[R-meta] Quick question about the metafor package: log-odds with rma()

[Viechtbauer Wolfgang (SP)]

Assuming the studies are not small, it will probably make very little difference whether you pool the (log) odds ratios via a meta-analysis or whether you pool the values by using a combined dataset (using study as a fixed/random effect). The advantage of using the raw data (if available) is that one can examine subject-level predictors (e.g., the age of each subject) while a 'standard' meta-analysis would only allow you to examine study-level predictors (e.g., mean age). But if one isn't interested in subject-level predictors, then power is more or less the same (for certain outcomes, like the mean difference, it is the same).

> > Given this, in R, I am using the metafor function rma(yi, vi, ...) where
> > yi=estimates of log-odds, and vi=standard errors ensuing from the glm
> > models, using the Hartung-Knapp correction. And I would like to know if
> > using log-odds as effect size estimates is appropriate.

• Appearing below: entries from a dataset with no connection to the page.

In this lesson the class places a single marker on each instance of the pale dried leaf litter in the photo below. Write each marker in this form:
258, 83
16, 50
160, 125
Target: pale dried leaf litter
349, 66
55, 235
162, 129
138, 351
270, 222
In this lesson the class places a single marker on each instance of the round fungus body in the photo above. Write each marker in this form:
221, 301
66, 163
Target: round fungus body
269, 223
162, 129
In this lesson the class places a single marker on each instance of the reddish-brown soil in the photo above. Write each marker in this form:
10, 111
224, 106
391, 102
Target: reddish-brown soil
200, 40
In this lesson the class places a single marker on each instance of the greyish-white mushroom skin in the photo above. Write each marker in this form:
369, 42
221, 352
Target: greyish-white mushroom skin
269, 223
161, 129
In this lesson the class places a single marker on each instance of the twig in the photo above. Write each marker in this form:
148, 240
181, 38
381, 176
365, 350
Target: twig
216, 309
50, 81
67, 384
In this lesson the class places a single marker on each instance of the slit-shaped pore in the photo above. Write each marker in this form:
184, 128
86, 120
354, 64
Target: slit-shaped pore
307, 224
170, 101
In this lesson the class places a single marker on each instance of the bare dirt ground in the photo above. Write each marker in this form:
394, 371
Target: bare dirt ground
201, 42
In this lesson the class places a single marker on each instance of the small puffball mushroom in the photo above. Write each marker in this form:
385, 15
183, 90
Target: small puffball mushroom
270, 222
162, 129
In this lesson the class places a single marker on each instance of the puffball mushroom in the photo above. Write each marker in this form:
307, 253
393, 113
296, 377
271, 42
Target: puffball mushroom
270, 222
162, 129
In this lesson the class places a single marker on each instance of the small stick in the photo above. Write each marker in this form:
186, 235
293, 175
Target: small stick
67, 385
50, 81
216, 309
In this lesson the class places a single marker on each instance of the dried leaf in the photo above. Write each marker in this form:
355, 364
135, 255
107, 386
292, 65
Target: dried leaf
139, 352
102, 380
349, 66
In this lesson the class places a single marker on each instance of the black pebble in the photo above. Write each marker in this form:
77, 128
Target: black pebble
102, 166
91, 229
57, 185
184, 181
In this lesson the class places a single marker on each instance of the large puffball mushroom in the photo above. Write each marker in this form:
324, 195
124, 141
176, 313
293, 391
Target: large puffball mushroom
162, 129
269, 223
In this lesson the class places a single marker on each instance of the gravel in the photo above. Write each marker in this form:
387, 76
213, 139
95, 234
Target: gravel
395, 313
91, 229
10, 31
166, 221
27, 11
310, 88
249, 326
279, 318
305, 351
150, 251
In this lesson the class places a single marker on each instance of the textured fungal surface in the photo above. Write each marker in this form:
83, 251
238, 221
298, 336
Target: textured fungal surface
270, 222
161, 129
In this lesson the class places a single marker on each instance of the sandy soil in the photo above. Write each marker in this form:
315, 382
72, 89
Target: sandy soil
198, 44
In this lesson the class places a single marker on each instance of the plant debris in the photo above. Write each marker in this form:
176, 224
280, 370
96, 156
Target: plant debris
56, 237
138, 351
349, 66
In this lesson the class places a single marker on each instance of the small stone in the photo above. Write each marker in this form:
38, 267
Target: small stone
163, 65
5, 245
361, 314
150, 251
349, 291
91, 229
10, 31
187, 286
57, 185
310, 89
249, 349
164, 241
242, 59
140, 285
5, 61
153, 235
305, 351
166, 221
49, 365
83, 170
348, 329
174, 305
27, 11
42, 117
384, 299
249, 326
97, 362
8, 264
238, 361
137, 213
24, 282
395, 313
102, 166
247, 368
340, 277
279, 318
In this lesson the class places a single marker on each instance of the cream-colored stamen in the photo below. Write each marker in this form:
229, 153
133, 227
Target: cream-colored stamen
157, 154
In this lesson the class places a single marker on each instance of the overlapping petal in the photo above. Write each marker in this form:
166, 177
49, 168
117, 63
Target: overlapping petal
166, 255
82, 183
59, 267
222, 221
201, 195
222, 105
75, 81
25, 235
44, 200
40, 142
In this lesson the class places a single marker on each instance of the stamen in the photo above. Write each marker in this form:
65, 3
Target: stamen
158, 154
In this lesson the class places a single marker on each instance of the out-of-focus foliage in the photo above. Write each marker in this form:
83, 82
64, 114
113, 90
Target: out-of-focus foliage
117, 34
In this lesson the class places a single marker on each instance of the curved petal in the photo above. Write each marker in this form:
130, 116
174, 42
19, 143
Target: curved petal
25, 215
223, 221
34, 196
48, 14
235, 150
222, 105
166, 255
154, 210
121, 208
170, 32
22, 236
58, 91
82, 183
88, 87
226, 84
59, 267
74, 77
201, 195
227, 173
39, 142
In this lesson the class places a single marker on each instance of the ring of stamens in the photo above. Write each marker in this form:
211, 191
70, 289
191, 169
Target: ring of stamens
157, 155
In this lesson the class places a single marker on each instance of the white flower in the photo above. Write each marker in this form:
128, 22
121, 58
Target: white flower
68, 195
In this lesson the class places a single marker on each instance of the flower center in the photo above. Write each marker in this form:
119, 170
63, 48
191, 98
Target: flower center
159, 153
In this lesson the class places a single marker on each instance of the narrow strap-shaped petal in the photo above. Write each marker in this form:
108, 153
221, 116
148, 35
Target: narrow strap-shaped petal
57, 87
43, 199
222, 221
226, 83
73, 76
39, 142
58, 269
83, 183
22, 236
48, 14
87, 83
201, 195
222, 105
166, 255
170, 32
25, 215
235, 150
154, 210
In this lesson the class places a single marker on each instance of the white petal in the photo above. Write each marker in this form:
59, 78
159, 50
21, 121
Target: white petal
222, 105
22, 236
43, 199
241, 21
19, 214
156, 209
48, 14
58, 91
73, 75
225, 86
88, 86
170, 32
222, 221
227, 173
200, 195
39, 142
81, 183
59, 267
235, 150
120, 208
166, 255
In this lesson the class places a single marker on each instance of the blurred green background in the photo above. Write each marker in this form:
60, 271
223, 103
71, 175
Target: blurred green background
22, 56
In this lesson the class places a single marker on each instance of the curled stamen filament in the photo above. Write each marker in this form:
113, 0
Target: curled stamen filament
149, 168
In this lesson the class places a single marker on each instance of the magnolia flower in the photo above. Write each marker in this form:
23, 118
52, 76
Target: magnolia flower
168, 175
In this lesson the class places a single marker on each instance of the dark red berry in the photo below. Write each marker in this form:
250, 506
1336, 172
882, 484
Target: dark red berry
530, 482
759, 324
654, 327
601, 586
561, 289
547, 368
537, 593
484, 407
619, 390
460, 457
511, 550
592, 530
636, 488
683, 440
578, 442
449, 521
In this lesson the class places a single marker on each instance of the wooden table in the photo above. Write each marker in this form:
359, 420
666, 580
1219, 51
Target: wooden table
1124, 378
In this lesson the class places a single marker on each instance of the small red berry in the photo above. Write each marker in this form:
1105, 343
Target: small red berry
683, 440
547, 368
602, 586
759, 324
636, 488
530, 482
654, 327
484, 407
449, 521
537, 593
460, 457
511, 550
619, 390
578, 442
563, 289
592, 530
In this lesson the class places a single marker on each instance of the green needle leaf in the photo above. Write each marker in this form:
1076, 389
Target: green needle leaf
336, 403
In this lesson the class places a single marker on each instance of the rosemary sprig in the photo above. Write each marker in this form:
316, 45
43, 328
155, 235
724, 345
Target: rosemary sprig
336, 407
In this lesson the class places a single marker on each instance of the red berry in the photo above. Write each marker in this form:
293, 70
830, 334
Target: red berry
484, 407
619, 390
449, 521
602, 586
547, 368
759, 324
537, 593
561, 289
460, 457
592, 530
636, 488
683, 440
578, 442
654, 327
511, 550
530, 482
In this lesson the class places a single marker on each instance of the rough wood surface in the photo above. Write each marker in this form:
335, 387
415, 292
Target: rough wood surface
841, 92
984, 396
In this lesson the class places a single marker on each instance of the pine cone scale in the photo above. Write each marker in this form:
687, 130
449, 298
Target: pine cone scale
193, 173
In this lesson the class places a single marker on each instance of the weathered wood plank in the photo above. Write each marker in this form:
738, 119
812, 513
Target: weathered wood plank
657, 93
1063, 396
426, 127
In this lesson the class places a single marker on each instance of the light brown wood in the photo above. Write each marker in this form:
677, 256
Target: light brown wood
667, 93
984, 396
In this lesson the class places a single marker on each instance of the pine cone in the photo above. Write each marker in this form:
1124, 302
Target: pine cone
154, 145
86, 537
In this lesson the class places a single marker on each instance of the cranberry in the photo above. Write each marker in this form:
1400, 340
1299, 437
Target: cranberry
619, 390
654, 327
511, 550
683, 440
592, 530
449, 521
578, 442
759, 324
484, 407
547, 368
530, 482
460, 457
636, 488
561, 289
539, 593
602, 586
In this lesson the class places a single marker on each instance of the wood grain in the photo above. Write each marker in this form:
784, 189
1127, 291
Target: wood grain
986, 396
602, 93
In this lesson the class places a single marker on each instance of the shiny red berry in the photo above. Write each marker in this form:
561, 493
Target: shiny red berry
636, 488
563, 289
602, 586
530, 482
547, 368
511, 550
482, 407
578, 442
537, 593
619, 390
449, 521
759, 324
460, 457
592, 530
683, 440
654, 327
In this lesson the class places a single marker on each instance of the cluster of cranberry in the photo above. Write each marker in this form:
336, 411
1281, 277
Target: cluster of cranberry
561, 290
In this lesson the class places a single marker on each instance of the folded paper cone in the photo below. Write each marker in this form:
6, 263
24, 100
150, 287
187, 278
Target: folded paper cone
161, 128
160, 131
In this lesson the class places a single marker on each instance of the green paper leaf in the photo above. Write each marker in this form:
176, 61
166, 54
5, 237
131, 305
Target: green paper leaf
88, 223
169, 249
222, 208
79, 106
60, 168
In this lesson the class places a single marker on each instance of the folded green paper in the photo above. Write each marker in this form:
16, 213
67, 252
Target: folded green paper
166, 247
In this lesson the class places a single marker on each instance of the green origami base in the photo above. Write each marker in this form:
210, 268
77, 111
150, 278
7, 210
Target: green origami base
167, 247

The second argument of rma() (called 'vi') is for the *sampling variances*, not the standard errors. If you have the standard errors (square root of the sampling variances), you can use rma(yi, sei=SE), assuming the variable with the standard errors is called 'SE'.

That aside, yes, you can just pass log odds ratios and corresponding sampling variances (or standard errors) to rma(). For once, it is that simple.

Best,
Wolfgang

-----Original Message-----
From: R-sig-meta-analysis [mailto:r-sig-meta-analysis-bounces at r-project.org] On Behalf Of Flávio Azevedo 
Sent: Sunday, 17 September, 2017 19:18
To: James Pustejovsky
Cc: r-sig-meta-analysis at r-project.org
Subject: Re: [R-meta] Quick question about the metafor package: log-odds with rma()

Dear r-sig-meta-analysis,
(and James and Wolfang)

Thank you for your kind and explanatory answer James. And apologies for
addressing it to Wolfgang, I now understand how​ ​this​ ​works.​

​I will proceed with your suggestions and also estimate the log-odds we are
interested based on the pooled data.

Lastly, I leave the below information in case it changes your prior
suggestion. The data ensue from 4 surveys/studies in Social Sciences,
mostly political variables. Three samples used large convenience samples,
and 1 is representative w.r.t. the target population via a professional
survey company. All estimates ensue from Logistic regressions with the
form: glm(DV ~ IV + same.controls, family​ =​ ​binomial(link='logit').

All the best,

\Flavio Azevedo

On 17 September 2017 at 17:58, James Pustejovsky <jepusto at gmail.com> wrote:

> Flavio,
>
> (Recognizing that your question was addressed to Wolfgang, I will offer a
> response anyways.)
>
> I think it is hard to judge whether the analysis you propose is
> appropriate or not, without having more information about the variables
> involved and whether they are measured in consistent fashion across the 4
> studies in your analysis.
>
> The analysis you describe is not inappropriate--and indeed it is probably
> a good thing to run as a first step. However, if the four studies are
> indeed close replications, you might want to consider pooling the raw data
> from across the four studies and analyzing the combined data as you would a
> block-randomized trial. I think this would likely provide more accurate
> estimates and more powerful tests of the focal effects, although again it
> is hard to say for certain without knowing more details.
>
> James
>
> > On Sep 17, 2017, at 9:26 AM, Flávio Azevedo <falafla at gmail.com> wrote:
> >
> > Dear Dr. Wolfgang Viechtbauer,
> >
> > I am a Ph.D. candidate at Cologne University and I am conducting a
> > mini-meta analysis (within paper effects) of log-odds ensuing from 4
> > studies of a given DV on a set of continuous and categorical covariates.
> > All models are equal across the 4 studies.
> >
> > Given this, in R, I am using the metafor function rma(yi, vi, ...) where
> > yi=estimates of log-odds, and vi=standard errors ensuing from the glm
> > models, using the Hartung-Knapp correction. And I would like to know if
> > using log-odds as effect size estimates is appropriate.
> >
> > My question stems from the simplicity of this approach, which in
> statistics
> > is almost never the case. Thank you very much for your time and work on
> > this,
> >
> > All the best,
> >
> > \Flavio Azevedo